The printing press caused a revolution in its time, hailed as a democratic force for good by many. Books available to the masses was indeed a revolution; and now we also have e-books and technological devices to read them with. The fact that the original words have been encoded into a numerical form and decoded back to words electronically does not mean we trust less the words we are reading, but we may still prefer the aesthetics of a physical book than a piece of high-tech plastic which needs to have its battery charged to keep working. Can digital currencies such as bitcoin really provide a contribution to positive social change in as spectacular a way?
To answer this we must ask what of money, how are we to understand it, use it and incorporate it into a sustainable model of a ‘better world for all?’ Money, unlike any other form of property, is unique in that it may be used for anything prior to an event even occurring. It implies nothing, yet can be used for great good or great evil, and yet it is only what it is despite its many manifestations and consequences. It is a unique but much misunderstood and misused commodity. Money has the simplicity of facilitating buying and selling, and a mathematical complexity as demonstrated by the financial markets; and yet it has no notion of egalitarianism, moral or ethical decision making. It acts as an autonomous entity, yet it is both endogenous and exogenous to the global community. It has no personality and is easily replaceable, yet it is treated as a finite resource in the global context, its growth governed by a set of complex rules which determine the way in which it may behave. Yet despite this the outcomes are never completely predictable and, furthermore; a commitment to social justice and an aversion to moral turpitude is not a requirement of its use.
In order for a currency to effectively perform the financial functions required of it, the intrinsic-value of money has to be a commonly held belief by those who use it. In November 2013 the US Senate Committee on Homeland Security & Governmental Affairs acknowledged that virtual currencies are a legitimate means of payment, an example of such is Bitcoin. Due to the very low transaction fees charged by the ‘Bitcoin network’ it offers a very real way to allow the transfer of funds from migrant workers sending money back to their families without having to pay high transfer fees currently charged by companies. A European Commission calculated that if the global average remittance of 10% were reduced to 5% (the ‘5×5’ initiative endorsed by the G20 in 2011), this could result in an additional US$ 17 billion flowing into developing countries; the use of the blockchain would reduce these fees near to zero. These money transfer companies who extract wealth from the system may become dis-intermediated through the use of such an infrastructure.
Probably the most important point to note about cryptocurrencies is the distributed and decentralised nature of their networks. With the growth of the Internet, we are perhaps just seeing the ‘tip of the iceberg’ in respect of future innovations which may exploit undiscovered potential for allowing decentralisation but at a hitherto unseen or unimaginable scale. Thus, whereas in the past, when there was a need for a large network it was only achievable using a hierarchical structure; with the consequence of the necessity of surrendering the ‘power’ of that network to a small number of individuals with a controlling interest. It might be said that Bitcoin represents the decentralisation of money and the move to a simple system approach. Bitcoin represents as significant an advancement as peer-to-peer file sharing and internet telephony (Skype for example).

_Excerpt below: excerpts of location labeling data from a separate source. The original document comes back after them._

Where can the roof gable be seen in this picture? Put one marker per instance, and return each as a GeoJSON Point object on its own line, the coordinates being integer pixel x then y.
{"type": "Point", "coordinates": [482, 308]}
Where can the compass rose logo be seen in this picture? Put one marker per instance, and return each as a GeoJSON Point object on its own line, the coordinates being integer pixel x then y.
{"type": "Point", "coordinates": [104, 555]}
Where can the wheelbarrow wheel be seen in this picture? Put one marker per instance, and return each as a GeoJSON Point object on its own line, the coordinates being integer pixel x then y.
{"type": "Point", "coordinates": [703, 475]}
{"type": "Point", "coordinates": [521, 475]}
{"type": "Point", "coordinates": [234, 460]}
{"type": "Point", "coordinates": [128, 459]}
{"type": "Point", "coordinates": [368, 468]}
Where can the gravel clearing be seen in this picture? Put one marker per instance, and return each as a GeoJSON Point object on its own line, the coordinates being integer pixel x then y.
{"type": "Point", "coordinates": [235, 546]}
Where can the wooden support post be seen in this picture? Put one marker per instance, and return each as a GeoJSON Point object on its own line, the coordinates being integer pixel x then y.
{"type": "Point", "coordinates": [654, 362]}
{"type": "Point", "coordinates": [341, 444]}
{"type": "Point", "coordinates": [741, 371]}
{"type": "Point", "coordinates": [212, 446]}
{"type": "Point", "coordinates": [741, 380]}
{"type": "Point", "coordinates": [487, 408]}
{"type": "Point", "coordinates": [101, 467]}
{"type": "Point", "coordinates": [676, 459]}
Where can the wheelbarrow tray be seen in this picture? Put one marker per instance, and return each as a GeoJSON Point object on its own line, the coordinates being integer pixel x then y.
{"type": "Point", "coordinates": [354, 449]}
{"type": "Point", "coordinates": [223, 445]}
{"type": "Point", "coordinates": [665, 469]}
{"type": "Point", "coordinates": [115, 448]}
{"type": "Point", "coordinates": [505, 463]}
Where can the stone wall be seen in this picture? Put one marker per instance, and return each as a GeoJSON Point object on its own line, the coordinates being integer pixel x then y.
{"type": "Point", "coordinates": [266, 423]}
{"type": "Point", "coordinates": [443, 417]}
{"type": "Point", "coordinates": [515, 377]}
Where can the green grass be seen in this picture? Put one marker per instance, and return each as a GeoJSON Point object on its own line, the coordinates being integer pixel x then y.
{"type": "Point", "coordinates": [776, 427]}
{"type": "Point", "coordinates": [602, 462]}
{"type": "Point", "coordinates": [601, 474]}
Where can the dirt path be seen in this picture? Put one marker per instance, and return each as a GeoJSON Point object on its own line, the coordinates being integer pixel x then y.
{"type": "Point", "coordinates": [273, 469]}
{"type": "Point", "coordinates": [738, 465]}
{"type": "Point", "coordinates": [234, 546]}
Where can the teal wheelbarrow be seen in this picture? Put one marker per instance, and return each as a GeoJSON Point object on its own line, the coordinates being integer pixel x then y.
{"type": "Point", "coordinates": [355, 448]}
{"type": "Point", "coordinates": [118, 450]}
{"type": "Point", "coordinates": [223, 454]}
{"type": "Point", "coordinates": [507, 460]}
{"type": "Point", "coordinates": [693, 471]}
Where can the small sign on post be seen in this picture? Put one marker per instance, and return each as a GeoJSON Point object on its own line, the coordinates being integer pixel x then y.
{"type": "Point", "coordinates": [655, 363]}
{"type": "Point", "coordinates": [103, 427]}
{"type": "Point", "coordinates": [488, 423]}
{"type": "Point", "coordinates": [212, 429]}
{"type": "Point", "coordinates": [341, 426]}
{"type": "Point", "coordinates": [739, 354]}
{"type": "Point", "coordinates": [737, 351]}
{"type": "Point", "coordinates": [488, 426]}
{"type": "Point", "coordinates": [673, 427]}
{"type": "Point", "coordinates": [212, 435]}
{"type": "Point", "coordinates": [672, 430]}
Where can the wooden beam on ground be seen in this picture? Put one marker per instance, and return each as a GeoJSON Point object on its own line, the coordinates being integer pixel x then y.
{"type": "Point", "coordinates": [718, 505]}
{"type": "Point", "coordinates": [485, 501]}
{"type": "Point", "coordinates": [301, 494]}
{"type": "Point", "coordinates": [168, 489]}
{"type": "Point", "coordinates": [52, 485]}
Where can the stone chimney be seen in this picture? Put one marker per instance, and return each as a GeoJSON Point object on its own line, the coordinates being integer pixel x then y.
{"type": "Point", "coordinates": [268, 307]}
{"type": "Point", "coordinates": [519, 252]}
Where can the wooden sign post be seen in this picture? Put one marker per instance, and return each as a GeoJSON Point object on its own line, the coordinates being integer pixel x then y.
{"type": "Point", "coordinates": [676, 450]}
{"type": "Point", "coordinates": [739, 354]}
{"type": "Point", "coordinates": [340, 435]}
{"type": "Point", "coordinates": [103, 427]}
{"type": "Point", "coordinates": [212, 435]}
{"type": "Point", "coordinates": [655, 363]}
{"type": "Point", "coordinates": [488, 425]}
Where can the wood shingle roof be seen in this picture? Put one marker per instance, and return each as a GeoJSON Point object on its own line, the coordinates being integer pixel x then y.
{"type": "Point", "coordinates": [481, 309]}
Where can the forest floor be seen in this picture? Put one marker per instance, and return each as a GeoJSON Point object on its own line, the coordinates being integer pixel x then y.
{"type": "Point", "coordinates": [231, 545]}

There is very little explicitly produced legal regulation for digital or virtual currencies, however there are a wide range of existing laws which may apply depending on the country’s legal financial framework for: Taxation, Banking and Money Transmitting Regulation, Securities Regulation, Criminal and/or civil law, Consumer Rights/Protection, Pensions Regulation, Commodities and stocks regulation, and others. So the two key issues facing bitcoin are whether it can be considered as legal tender, and if as an asset then it is classed as property. It is common practice for nation-states to explicitly define currency as legal tender of another nation-state (e.g. US$), preventing them from recognising other ‘currencies’ formally as currency. A notable exception to this is Germany which allows for the concept of a ‘unit of account’ that can therefore be used as a form of ‘private money’ and can be used in ‘multilateral clearing circles. In the other circumstance of being considered as property the obvious discrepancy here is that, unlike property, digital currencies have the capacity of divisibility into much smaller amounts. Developed, open economies are generally permissive to digital currencies. The USA has issued the most guidance and is highly represented on the map below. Capital controlled economies are effectively by definition contentious or hostile. As for many African and a few other countries the topic has not yet been addressed.
Starting from the principles of democratic participation it is immediately apparent that bitcoin does not satisfy the positive social impact component of such an objective in so far as its value is not one it can exert influence over but is subject to market-forces. However any ‘new’ crypto-currency may offer democratic participation when the virtual currency has different rules of governance and issuance based upon more socially based democratic principles.